Gerald Durrell: My mother moved my siblings and I here in 1935, after being convinced to do so by my oldest brother, Lawrence. I was ten years old, and enjoyed the more free life that I had here, and the abundance of nature, in contrast to the city streets of London. It was here that my fascination with naturalism truly formed itself into something serious to me. I studied plants, and began to study local animals and keep some as pets. I took plant samples back home, keeping them in everything from test tubes to the bathtub. Happily, I was not forced to attend stifling school anymore, but rather homeschooled, and allowed to stay at home with my mother, and my animals. I was taught by an array of private tutors including family friends and my older brother Lawrence, whom I admired. My family, except for Lawrence, moved back to England in 1939, following the outbreak of World War II.

Henry Miller: I traveled here to stay with my close friend Lawrence Durrell in 1939. At the time, I was 48 years old and an infamously successful writer. I stayed here for nearly a year, and wrote about my stay in the book The Colossus of Maroussi, later published in 1941, which I considered my best book. I returned to New York in 1940.

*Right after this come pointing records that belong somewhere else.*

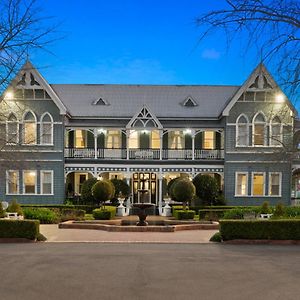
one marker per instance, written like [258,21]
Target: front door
[144,188]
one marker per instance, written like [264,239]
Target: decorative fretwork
[144,119]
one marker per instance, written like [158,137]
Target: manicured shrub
[86,192]
[184,191]
[72,214]
[28,229]
[15,207]
[207,189]
[103,190]
[44,215]
[216,238]
[288,229]
[106,213]
[184,214]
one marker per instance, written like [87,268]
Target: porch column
[160,144]
[193,144]
[95,142]
[160,193]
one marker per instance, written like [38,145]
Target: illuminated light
[9,95]
[279,98]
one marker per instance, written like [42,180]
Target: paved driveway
[54,234]
[148,271]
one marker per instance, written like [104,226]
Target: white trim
[236,184]
[41,181]
[42,128]
[280,184]
[23,179]
[237,130]
[264,183]
[6,182]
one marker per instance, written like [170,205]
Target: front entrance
[144,188]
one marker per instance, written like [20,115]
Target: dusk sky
[143,42]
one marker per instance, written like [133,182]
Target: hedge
[288,229]
[184,214]
[106,213]
[44,215]
[28,229]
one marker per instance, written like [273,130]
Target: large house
[55,136]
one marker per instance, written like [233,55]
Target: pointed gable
[30,84]
[259,87]
[144,118]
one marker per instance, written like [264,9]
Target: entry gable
[30,84]
[144,118]
[258,87]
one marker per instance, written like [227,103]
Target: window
[258,184]
[176,140]
[46,129]
[242,131]
[133,141]
[276,132]
[12,182]
[209,140]
[80,139]
[259,130]
[29,129]
[113,139]
[155,139]
[275,184]
[29,182]
[241,184]
[12,130]
[47,182]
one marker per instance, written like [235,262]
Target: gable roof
[30,76]
[260,79]
[164,101]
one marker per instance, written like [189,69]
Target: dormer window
[189,102]
[100,101]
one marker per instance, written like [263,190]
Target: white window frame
[237,130]
[280,183]
[271,140]
[236,185]
[18,129]
[265,129]
[7,184]
[42,129]
[252,183]
[23,128]
[35,188]
[42,179]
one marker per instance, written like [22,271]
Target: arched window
[46,130]
[12,129]
[29,128]
[242,131]
[259,130]
[276,132]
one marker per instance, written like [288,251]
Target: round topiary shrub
[103,190]
[184,191]
[86,192]
[207,189]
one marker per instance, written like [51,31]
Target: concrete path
[54,234]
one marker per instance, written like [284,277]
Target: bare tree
[22,29]
[272,27]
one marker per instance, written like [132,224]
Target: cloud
[210,54]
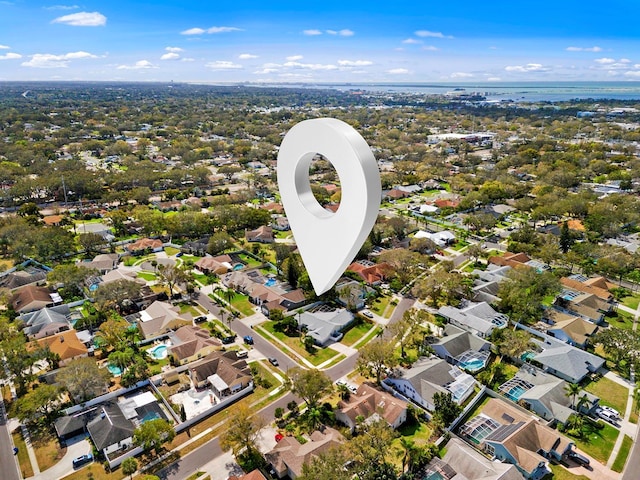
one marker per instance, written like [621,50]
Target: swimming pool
[158,352]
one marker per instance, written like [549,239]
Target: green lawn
[611,393]
[621,458]
[319,356]
[355,333]
[597,443]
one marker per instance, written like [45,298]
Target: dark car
[81,460]
[578,458]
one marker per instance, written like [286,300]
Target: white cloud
[354,63]
[223,65]
[461,75]
[595,48]
[428,33]
[170,56]
[529,67]
[82,19]
[10,56]
[139,65]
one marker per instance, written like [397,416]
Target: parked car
[81,460]
[578,458]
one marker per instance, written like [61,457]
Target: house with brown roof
[192,343]
[31,298]
[371,404]
[66,345]
[263,234]
[224,372]
[161,317]
[289,455]
[511,435]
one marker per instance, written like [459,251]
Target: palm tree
[571,390]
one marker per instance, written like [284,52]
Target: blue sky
[321,41]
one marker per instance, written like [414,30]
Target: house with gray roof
[478,318]
[565,361]
[429,376]
[325,325]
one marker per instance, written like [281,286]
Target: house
[47,321]
[111,430]
[139,247]
[546,394]
[216,265]
[65,344]
[565,361]
[371,404]
[462,348]
[462,462]
[31,298]
[224,372]
[289,455]
[511,435]
[429,376]
[160,317]
[192,343]
[263,234]
[569,328]
[370,273]
[478,318]
[324,324]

Lawrence Durrell: After years of living in dreary England, where I thought the gloomy weather, bland lifestyle, and culture to be what I called "the English death," I persuaded my wife, mother, and siblings to move with me to this city, which reminded me of India while retaining European civilization. I moved here around 1936, and was instantly far happier than I had ever been in England. I wrote more, and grew to be an enormously successful literary figure. My wife Nancy and I lived a bohemian lifestyle in a fisherman's cottage that we called "the White House." We lived happily here, and had our first child, Penelope, in 1940. After the outbreak of World War II, my family moved back to England, but I was resolute in staying behind. In 1942, after the fall of Greece, Nancy and I fled to Heraklion, planning to find sanctuary in Alexandria. Our sudden status as war refugees did not help the already tense relationship between my wife and I.